In “The 57 Bus” Slater describes Sasha’s usual hour-long commute from school to home and explains that Sasha took the bus because “They love buses” (107). Sasha is obsessed with public transportation, and the 57 bus, despite being “loud, obnoxious” (108) and “charged with daredevil energy” (108), was a place they felt comfortable to spread out and “read, do homework, nap” (108). This particular day, November 4, 2013, they fell asleep.

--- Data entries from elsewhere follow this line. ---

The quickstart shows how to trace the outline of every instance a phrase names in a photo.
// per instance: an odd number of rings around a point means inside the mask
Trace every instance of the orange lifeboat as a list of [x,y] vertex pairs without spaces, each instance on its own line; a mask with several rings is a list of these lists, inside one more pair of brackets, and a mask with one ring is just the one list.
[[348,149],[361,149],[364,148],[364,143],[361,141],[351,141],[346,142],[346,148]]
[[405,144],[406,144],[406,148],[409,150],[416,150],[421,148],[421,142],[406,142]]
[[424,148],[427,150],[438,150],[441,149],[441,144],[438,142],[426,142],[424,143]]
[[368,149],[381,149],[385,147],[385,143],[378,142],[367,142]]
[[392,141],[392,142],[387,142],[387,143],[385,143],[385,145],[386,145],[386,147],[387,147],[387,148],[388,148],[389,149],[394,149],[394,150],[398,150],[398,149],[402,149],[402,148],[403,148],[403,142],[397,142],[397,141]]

Next, Slater recounts exactly what happens from the moment Richard and Lloyd board the bus until Richard sets Sasha’s skirt on fire. Slater relies on audio and video recordings from several cameras on the bus that document every minute leading up to the event. Richard and Lloyd see a friend, Jamal. Lloyd is boisterous, shouting and jumping up and down, trying to catch the attention of a girl. Jamal points out Sasha, saying “Look at this dude” (111), then gives Richard a lighter and takes out his phone, pointing it at Sasha. Amidst Lloyd’s antics, Richard tries to put the lighter against Sasha’s skirt. Three times he flicks it, three times it fails to light.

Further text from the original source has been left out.